This blog is written by Lee Gale Gruen to help Baby Boomers, seniors, retirees, and those soon to retire find joy, excitement, and satisfaction in life after retirement. Her public lecture on this subject is titled: “Reinventing Yourself in Your Retirement.” Her memoir, Adventures with Dad: A Father and Daughter’s Journey Through a Senior Acting Class, is available by clicking here Amazon.com. Click here for her website: http://AdventuresWithDadTheBook.com

Now, on to my blog:

LG w Janet dogs

Recently, I visited my friend, Janet, who is a Chihuahua person (a special breed of people). I spent a lot of time chilling with her two Chihuahua mixes. In this photo, I started holding Pepe (white) when Holly (two-toned) jumped up on the bench. I thought she would just sit next to me as is her style. However, she briefly climbed into my lap, not to be outdone by Pepe.
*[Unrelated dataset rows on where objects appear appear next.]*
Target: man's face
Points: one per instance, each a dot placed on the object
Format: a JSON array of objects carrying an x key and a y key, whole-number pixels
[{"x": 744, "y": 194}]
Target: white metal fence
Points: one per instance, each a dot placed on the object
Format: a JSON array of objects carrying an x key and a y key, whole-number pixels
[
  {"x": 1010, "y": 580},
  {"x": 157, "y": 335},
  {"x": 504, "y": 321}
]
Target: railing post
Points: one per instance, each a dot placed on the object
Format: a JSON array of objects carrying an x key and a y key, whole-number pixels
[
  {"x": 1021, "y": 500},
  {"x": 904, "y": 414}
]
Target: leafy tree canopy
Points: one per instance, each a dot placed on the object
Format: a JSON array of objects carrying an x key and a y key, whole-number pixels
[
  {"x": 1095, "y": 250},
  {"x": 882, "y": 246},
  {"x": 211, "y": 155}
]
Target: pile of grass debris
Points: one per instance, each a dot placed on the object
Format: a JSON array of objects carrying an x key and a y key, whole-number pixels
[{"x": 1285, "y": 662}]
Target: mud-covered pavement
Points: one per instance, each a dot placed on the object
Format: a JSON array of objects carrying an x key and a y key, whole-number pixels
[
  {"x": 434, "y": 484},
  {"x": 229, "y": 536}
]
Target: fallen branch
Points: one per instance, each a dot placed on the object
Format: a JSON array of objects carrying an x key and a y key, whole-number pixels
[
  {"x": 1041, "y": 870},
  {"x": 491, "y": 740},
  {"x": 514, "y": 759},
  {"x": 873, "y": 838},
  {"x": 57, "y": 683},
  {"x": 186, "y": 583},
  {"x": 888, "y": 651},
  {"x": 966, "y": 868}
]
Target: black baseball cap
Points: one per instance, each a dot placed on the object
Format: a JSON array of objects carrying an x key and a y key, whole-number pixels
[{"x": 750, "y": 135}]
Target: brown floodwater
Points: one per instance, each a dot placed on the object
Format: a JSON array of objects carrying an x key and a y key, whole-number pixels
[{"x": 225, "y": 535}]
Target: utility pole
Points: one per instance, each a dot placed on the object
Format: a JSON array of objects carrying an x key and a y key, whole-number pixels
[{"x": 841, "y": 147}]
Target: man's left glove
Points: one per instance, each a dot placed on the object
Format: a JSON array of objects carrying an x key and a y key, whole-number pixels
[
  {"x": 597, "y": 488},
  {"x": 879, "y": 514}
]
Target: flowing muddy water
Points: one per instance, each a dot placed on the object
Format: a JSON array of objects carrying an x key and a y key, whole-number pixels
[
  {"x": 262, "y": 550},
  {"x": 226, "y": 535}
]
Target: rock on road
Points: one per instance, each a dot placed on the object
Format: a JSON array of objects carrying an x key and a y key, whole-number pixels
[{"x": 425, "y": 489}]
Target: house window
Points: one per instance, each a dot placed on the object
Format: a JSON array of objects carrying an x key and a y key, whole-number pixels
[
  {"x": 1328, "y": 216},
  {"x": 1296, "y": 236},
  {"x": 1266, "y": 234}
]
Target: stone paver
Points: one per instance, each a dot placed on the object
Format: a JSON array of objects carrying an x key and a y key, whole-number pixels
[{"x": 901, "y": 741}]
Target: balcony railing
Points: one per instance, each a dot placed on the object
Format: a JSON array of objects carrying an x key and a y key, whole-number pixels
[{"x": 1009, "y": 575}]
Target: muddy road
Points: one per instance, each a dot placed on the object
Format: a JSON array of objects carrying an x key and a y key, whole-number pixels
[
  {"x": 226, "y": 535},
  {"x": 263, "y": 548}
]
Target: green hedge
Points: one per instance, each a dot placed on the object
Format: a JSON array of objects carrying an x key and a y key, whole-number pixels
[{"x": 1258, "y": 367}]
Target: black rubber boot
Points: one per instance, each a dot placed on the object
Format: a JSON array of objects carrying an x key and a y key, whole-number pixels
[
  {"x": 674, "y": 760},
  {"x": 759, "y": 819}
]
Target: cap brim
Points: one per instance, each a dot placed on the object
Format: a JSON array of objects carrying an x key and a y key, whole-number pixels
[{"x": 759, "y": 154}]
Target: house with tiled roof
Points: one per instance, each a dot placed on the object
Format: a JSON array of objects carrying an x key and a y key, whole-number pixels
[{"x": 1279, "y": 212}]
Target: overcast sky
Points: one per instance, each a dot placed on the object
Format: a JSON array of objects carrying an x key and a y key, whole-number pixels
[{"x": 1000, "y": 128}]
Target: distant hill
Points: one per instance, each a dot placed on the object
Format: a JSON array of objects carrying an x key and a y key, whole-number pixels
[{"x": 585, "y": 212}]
Pepe, a love–easy-going and friendly to all, is the sweet, cuddly type who adores being held and petted. Holly is a lot more skittish–a high strung presence; it takes patience to become her friend.  I had to go through her barking and reluctant acceptance each time I entered the house for the duration of my stay.  Once Holly gave me the okay, however, she couldn’t get enough of me. Although she didn’t like being held, after a few test sniffs, she tolerated petting. Of course, that required me to bend way down due to her low-slung stature, but I thought of it is good exercise.

Next, I moved on and stayed with my cousin, Gail, where I hung out with her mini-pincher mix, Sarge. Although his appearance matched his name, his personality was the polar opposite. Sarge was loving and licky, frequently jumping onto my lap and hunkering down. So many times when I walked into my bedroom, there was Sarge on my bed, proprietary and anxious to hang out some more.

Why do I love dogs so much? It started in childhood. I begin to notice something special about them that I didn’t notice in human beings. I’ll use dogs as my example, but the same applies to all animals other than humans.

Dogs are loyal, dependable, faithful. With dogs, there is no agenda–what you see is what you get. They are never artificial, duplicitous, political, and will never stab you in the back. Dogs are always happy to see you, no matter how crummy you are, how angry, smelly, miserable, pissy, etc. Dogs love you whether you’re up or you’re down. They never get mad at you, tell you off, ignore you, ostracize you, pay you back, etc. The only human who even comes close is Mommy, and even she fails the dog test.

The moment I get around a dog, I feel comfortable, relaxed. Dogs’ needs are simple. They don’t require the latest designer clothes, the newest luxury automobile, the trendiest (fill in the blank.) They are not into status. Mankind would be well advised to emulate the canines among us.

On the other hand, people are like Pepe, Holly, and Sarge–each has their own personality. Some are warm and seek close contact, while others are nervous and don’t like too much handling. I have great respect for dogs, and I’m always careful never to cause them distress to the best of my ability.

Can we be that way with the wide range of humans we encounter? Can we respect their individual personalities and alter our behavior so as not to cause them distress? Don’t we wish people would treat us that way?

There’s no need to come on like gangbusters when you perceive someone is highly uncomfortable with your usual modus operandi. Respect each individual‘s personality, and interact with them appropriately so as to maintain their comfort level. You will be much more likely to have a successful interaction than if you treat everyone with a cookie-cutter approach.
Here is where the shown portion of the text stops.